On the Calibration of Compartmental Epidemiological Models

Epidemiological compartmental models are useful for understanding infectious disease propagation and directing public health policy decisions. Calibration of these models is an important step in offering accurate forecasts of disease dynamics and the effectiveness of interventions.

Full report: Link coming soon!

Overview

In this study, we present an overview of calibrating strategies that can be employed, including several optimization methods and reinforcement learning (RL). We discuss the benefits and drawbacks of these methods and highlight relevant practical conclusions from our experiments. Optimization methods iteratively adjust the parameters of the model until the model output matches the available data, whereas RL uses trial and error to learn the optimal set of parameters by maximizing a reward signal. Finally, we discuss how the calibration of parameters of epidemiological compartmental models is an emerging field that has the potential to improve the accuracy of disease modeling and public health decision-making. Further research is needed to validate the effectiveness and scalability of these approaches in different epidemiological contexts.

Background

One of the simplest compartmental models is the SIR model (Suspected, Infected, Recovered) and it can be described as shown in the figure below:

Thus, we obtain the following equations with the parameters $\beta$ and $\gamma$ as transition rates:

$$ \begin{cases} \frac{dS}{dt} = -\frac{\beta I S}{N} \ \\ \frac{dI}{dt} = \frac{\beta I S}{N} - \gamma I \ \\ \frac{dR}{dt} = \gamma I \end{cases} $$

Installation

Create a new virtual environment venv for the repository and then activate it using:

python -m venv venv 
source venv/bin/activate

Then, simply run the following command to install all the required Python packages:

pip install -r requirements.txt

The following packages are needed and will get installed:

pandas, numpy, lmfit, scipy, matplotlib, scikit-learn, gym

Usage

Simulating Epidemiological compartmental data for SIR, SIRD, or SIRVD*

*as discussed in report.

We use scipy's odeint to simulate our data.

Use the model_gen.py python script to generate / simulate data of your choice of configuration.

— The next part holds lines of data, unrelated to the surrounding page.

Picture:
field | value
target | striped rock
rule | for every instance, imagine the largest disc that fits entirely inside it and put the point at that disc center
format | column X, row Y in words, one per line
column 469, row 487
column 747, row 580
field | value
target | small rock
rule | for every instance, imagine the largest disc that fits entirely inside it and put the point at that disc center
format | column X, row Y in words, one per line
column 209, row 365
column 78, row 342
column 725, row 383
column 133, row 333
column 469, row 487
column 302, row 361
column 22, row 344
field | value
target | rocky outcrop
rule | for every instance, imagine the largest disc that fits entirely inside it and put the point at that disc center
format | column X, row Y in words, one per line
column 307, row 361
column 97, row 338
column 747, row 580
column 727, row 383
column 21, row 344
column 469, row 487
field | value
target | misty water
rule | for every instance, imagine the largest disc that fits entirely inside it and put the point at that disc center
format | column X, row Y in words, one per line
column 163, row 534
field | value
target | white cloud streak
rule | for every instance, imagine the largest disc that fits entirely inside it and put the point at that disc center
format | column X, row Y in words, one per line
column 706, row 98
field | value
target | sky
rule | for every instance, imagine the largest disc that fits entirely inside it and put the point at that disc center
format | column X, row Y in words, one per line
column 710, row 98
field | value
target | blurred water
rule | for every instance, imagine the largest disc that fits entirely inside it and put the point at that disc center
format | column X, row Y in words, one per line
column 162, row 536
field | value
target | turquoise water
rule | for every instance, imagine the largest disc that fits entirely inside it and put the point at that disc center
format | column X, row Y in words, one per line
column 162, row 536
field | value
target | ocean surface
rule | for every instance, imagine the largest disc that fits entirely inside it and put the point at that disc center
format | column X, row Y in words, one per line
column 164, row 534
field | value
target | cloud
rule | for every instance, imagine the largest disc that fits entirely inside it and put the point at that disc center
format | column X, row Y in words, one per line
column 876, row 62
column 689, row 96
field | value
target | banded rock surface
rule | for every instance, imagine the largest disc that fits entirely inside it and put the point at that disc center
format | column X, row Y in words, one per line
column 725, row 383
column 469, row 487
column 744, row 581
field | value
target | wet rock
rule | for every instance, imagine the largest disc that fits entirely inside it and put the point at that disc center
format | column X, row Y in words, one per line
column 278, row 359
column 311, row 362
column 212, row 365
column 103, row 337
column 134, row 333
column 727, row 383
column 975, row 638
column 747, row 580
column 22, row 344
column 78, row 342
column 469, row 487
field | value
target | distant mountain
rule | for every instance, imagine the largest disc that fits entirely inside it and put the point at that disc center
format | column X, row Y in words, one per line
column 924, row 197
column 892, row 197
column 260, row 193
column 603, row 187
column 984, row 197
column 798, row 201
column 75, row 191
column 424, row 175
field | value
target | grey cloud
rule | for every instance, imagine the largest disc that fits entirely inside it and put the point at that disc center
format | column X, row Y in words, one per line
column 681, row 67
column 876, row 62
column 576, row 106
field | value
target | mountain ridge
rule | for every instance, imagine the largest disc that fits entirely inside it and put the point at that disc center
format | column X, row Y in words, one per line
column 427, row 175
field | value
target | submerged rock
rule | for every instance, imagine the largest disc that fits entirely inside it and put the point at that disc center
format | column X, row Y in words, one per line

The script takes the following four options:

--file_json: Specifies the path to the input config file (required)

--num_sim_days: Specifies the desired number of days for simulation

--save_data: True or 1 for saving the data at the path mentioned in configuration json file

--plot: True or 1 for displaying the simulated curves for visulaization

Example to run the script with above options:

python model_gen.py \
	--file_json configs/simple/config_SIR.json \
	--num_sim_days 175 \
	--plot 1 \
	--save_data 0

Generalization of epidemiological models

Let C be the number of compartments in our epidemiological model. We represent a huge variety of model by using an edge-adjacency matrix. Let A be a C x C size edge-adjacency matrix, we define it as the following:

$$ \mathrm{[A]}_{ij} = \begin{cases} 1 & \text{if } \text{i and j are adjacent} \\ 0 & \text{otherwise} \end{cases} $$

For example, for simple SIR, the edge-adjacency matrix will look like this:

$$ \begin{pmatrix} 0 & 1 & 0\\ 0 & 0 & 1\\ 0 & 0 & 0 \end{pmatrix} $$

This representation allows for a quick and fairly easy way to implement simple custom models.

The configuration file

In order to properly set up the calibration, you will need to modify the configuration json file in the configs folder. Here is a general template:

A sample config json file:

{
    "guess" : [],
    "nb_comp" : 0,
    "name_comp" : [],
    "cor_tab" : [[],[]],
    "name_params" : [],
    "fit_tab" : [],

    "N" : 0,
    "y0" : [],

    "name_fic" : ""
}

The configuration file needs the following information:

guess: is a matrix made of some estimation of the parameters to fit.
nb_comp: represents the number of compartments within your model.
name_comp: is a matrix made of the name of the compartments. Those names has to be the same as the header in the csv file.
cor_tab: is the edge-adjacency matrix discussed earlier. It is needed only if not using a custom ODE. (Details for custom ODE are discussed later in this document).
fittab: is a matrix with 1 in the ith row if you want to fit with the ith compartment. It is useful if you want to fit a complex model without having all the data available.
N: represents the total population from the dataset
y0: represents the initial vector of value at day 0, we decided to not extract it from the data since a high variance in the data may lead to a flawed initial vector.
name_fic: is the name of the .csv file containing the data. It has to be stored in the calibration/data folder.

Adding noise

To add noise to data, you can simply use the --noise_level option in model_gen.py python script to the desired noise level.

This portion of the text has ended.